На деле, конечно, сюзеренный взаимограбеж выходил боком прежде всего мужикам, которых грабили и свои и чужие (у историков это называется «внеэкономическим принуждением»). Что касается «защитников», то у них только и дела было, что пировать, охотиться, заниматься любовью и время от времени устраивать сражения — для грабежа чужих и для острастки своих.
— Кровавые псы, негодяи, блатное жулье! — шепчу я, хотя это было тысячу лет тому назад и в девяти тысячах верст от моей комнаты.
…Роскошная эпоха самурайского героизма началась с того, что неукротимый Киёмори из могучего рода Тайра скрутил весь ненавистный род Фудзивара и стал сверхмогущественным. Он стал таким могущественным, что однажды отдал приказ, чтобы солнце остановилось. От этого или чего другого, он заболел и начал раскаляться. Он так раскалился, что когда его посадили в ванну и стали поливать водой, вода тотчас закипела, а по всему дворцу пошел дым. Но перед тем, как отдать концы, он приказал не устраивать никаких панихид, а только отправить войска к могущественному Минамото, чтобы отрезали тому голову и, привезя, водрузили эту голову на его, Киёмори, могилу. Знали гордые Тайра, как надо утверждать авторитет властителя даже после его смерти!

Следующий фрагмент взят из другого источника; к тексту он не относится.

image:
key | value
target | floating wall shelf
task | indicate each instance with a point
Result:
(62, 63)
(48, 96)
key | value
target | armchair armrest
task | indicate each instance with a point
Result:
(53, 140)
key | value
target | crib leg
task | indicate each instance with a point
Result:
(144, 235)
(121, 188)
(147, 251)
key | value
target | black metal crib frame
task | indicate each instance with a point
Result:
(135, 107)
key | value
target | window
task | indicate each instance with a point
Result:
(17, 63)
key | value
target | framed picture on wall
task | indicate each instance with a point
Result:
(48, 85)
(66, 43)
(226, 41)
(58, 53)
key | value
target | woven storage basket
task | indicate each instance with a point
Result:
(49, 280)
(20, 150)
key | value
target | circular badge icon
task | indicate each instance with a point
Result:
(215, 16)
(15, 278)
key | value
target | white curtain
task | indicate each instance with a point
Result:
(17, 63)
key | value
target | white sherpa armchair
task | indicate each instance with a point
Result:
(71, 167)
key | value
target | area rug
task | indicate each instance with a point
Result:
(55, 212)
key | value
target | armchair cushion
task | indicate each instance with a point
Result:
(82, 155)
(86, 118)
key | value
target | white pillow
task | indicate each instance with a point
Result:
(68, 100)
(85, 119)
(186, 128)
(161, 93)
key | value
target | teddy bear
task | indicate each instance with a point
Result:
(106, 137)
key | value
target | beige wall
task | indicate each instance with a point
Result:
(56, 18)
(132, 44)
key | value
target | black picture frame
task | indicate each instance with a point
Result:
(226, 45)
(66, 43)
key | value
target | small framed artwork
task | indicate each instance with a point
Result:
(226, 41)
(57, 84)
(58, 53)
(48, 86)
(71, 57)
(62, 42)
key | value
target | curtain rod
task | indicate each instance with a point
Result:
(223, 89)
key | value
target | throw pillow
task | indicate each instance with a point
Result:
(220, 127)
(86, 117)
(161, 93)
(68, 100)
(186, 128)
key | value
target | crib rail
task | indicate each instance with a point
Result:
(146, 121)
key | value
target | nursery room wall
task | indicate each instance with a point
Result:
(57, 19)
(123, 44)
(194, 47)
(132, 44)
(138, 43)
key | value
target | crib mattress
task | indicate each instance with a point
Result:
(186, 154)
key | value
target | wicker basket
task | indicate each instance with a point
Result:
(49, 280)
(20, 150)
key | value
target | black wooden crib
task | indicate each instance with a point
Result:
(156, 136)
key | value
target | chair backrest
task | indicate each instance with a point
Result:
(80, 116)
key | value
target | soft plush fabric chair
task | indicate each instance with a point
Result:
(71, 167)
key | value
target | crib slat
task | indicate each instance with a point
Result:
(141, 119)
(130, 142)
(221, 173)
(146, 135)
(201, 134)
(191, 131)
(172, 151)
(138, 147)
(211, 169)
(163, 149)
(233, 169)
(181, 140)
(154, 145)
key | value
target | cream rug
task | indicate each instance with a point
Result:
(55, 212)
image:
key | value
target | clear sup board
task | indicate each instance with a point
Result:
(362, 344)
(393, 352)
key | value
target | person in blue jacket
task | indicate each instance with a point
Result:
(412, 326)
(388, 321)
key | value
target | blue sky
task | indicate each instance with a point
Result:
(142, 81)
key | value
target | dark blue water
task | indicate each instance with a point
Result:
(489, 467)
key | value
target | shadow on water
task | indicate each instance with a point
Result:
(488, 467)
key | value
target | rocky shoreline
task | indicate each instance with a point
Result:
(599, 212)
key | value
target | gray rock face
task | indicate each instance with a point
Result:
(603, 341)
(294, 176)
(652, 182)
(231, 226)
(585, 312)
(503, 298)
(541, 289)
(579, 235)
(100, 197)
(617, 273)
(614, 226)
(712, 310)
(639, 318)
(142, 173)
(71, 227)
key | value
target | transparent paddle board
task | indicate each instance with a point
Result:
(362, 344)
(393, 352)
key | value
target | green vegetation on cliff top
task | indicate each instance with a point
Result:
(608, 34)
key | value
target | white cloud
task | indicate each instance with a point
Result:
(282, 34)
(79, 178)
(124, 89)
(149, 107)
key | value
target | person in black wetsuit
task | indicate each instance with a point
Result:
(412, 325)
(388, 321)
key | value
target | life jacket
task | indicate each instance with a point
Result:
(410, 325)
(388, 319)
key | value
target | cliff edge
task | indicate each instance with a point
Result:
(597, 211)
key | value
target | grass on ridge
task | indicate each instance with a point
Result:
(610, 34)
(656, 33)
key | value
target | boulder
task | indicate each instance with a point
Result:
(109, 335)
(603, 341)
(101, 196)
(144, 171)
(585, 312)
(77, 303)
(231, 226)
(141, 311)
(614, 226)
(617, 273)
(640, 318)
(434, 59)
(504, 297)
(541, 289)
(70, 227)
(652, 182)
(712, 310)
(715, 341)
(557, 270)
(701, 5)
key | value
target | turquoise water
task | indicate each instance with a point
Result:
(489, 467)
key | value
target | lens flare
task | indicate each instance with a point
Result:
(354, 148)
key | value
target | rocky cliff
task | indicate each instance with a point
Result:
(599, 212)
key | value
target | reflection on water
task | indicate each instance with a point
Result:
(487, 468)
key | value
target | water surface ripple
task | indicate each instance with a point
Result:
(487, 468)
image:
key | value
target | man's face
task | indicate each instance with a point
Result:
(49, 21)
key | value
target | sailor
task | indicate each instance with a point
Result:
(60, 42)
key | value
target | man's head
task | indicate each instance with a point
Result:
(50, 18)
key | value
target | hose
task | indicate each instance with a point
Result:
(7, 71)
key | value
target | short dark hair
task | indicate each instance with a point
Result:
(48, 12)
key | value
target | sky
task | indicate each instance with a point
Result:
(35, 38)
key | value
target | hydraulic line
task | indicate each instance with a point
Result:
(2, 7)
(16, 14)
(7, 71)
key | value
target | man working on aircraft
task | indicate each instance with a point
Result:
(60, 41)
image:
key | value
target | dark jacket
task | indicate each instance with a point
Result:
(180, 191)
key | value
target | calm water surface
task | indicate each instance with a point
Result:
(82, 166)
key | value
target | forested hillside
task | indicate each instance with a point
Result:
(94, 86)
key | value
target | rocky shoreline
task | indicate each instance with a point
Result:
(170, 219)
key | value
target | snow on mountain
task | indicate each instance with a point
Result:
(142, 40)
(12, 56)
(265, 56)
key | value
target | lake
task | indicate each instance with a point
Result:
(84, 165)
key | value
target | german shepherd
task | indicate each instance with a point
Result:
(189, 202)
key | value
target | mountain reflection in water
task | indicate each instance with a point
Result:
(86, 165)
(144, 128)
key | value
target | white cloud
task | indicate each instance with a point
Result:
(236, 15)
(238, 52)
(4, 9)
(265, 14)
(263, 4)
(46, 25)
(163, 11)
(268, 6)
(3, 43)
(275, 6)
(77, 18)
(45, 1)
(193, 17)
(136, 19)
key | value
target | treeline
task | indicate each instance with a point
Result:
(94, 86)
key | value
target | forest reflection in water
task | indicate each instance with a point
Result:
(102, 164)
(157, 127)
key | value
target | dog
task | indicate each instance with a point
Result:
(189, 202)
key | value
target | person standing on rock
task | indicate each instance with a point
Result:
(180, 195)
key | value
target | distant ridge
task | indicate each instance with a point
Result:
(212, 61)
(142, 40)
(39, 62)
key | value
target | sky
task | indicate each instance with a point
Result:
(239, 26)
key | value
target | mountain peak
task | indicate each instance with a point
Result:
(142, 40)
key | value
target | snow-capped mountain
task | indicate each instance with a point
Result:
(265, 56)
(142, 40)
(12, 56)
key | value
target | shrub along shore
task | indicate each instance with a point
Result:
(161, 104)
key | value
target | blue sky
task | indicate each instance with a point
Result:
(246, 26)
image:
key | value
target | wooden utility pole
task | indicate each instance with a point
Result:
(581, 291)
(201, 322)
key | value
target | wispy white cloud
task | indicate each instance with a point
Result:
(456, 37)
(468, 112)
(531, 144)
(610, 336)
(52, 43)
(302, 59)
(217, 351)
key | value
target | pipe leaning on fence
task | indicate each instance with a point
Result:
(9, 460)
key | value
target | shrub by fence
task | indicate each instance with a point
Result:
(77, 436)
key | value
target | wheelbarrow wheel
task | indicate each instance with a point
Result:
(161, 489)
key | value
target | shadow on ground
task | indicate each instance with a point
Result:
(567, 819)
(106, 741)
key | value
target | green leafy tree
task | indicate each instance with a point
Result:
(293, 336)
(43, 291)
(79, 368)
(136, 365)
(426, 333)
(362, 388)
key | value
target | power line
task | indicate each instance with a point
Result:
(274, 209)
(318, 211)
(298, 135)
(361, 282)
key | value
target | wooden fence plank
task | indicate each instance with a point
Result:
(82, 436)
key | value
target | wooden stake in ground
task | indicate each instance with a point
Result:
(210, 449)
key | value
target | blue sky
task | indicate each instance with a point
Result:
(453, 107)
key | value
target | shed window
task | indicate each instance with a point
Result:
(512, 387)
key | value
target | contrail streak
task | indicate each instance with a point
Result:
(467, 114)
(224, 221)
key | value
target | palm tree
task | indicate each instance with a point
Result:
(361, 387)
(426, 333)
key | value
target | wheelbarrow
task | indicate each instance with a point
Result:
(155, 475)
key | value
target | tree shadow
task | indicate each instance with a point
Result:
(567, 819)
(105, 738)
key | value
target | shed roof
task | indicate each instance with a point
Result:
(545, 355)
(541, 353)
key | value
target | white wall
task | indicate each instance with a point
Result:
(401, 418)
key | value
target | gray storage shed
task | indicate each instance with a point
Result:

Ну ничего! Этим Тайра тоже не поздоровилось! Неукротимые братья Минамото напали на неустрашимых Тайра и погнали их войско на юго-запад. Исполненные верности войска Минамото поколотили исполненных верности, доблестных воинов Тайра. Полные преданности войска его брата загнали Тайра в море и под воинственные крики в прославленной битве при Данноура уничтожили все вражеские силы.
Ну да ничего! Через некоторое время наследникам этих братьев Минамото тоже досталось. Верные слуги трона, неукротимые Масасиге Кусуноки и Иосисада Нитта отважно набросились на столицу Минамото. Столица пала. Сколько тут было пролито доблестной крови и чистых, как утренняя роса на лепестках цветущей вишни, детских слез!
Ну да ничего! Навеки верный своим сюзеренам, низкий предатель сына богов Такаудзи Асикага напряг все силы, чтобы дать отпор верным защитникам трона. Заварилась величественная свара, полная подвигов и предсмертных криков. Много десятилетий вся Япония кипела в славной и самоотверженной драке. Трупы мощных воинов и еще не выросших детей, объятые огнем горящих домов, сливали воедино свой дым во славу воинской чести. По оригинальному выражению всех эпосов мира — «реки были красны от крови».